The mission, lasting 68 hours - on Sunday, the ship with its crew of 3 people, landed on a parachute in Mongolia - was followed on TV by millions of Chinese. When they returned on Monday to Pekin, the taikonauts were received with a parade, garlands, ovations, interviews and honors. The official media declared that it was a "great advance" - half a century ago, Mao Zedong complained that his country could not launch even a potato into space - and showed the undoubtedly Chinese scientific and technical power.

Sensationalism, exaggeration? Information about the flight was not free of manipulation: state news agency Xinhua sent a bulletin reporting the successful launch on Thursday 25 in the morning, even giving details -hours before the launch!

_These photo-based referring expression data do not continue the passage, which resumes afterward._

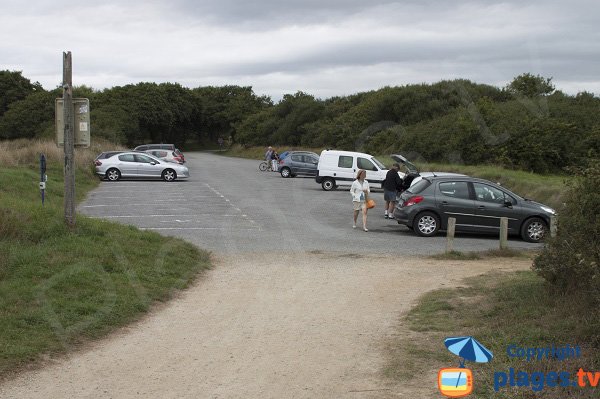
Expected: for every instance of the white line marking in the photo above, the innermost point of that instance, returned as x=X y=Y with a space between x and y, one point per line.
x=156 y=216
x=190 y=228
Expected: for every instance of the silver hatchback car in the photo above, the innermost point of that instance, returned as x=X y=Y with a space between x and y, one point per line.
x=138 y=165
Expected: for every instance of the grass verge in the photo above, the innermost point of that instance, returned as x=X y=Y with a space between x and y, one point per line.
x=499 y=310
x=60 y=287
x=490 y=253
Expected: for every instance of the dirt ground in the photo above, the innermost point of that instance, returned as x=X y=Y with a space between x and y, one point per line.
x=305 y=325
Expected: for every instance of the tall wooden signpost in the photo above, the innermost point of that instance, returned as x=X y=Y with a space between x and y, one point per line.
x=72 y=120
x=69 y=139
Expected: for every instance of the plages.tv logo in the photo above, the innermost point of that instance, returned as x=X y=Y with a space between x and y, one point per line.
x=457 y=382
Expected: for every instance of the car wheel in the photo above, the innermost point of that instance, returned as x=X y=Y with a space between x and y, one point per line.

But the truth of the matter is that China defined a clear course and has successfully achieved it. Its space program places China near to Russia's and United States program, the only countries that have achieved space walks, and ahead of their competitors, Japan and India.

The Chinese space program was started more than 30 years ago. Zhigang used a space suit made in China (4 million dollars) and most of the technology on Shenzhou 7 - that included a toilet - is national. No doubt about it: constant support of technology and science has financial, as well as othter types of returns that have contributed to turn China into a world power.

Could something like this happen in México? I doubt it: although, between 1995 and 96, UNAM (National University) launched two satellites (with poor results), and on April 2006 congress approved the creation of a Mexican Space Agency, there has not been any political will to develop a true space program.

HMexicans have a saying about a china man that "just stands looking"... maybe it would have to change: the one who stays just looking is mexican, not chinese.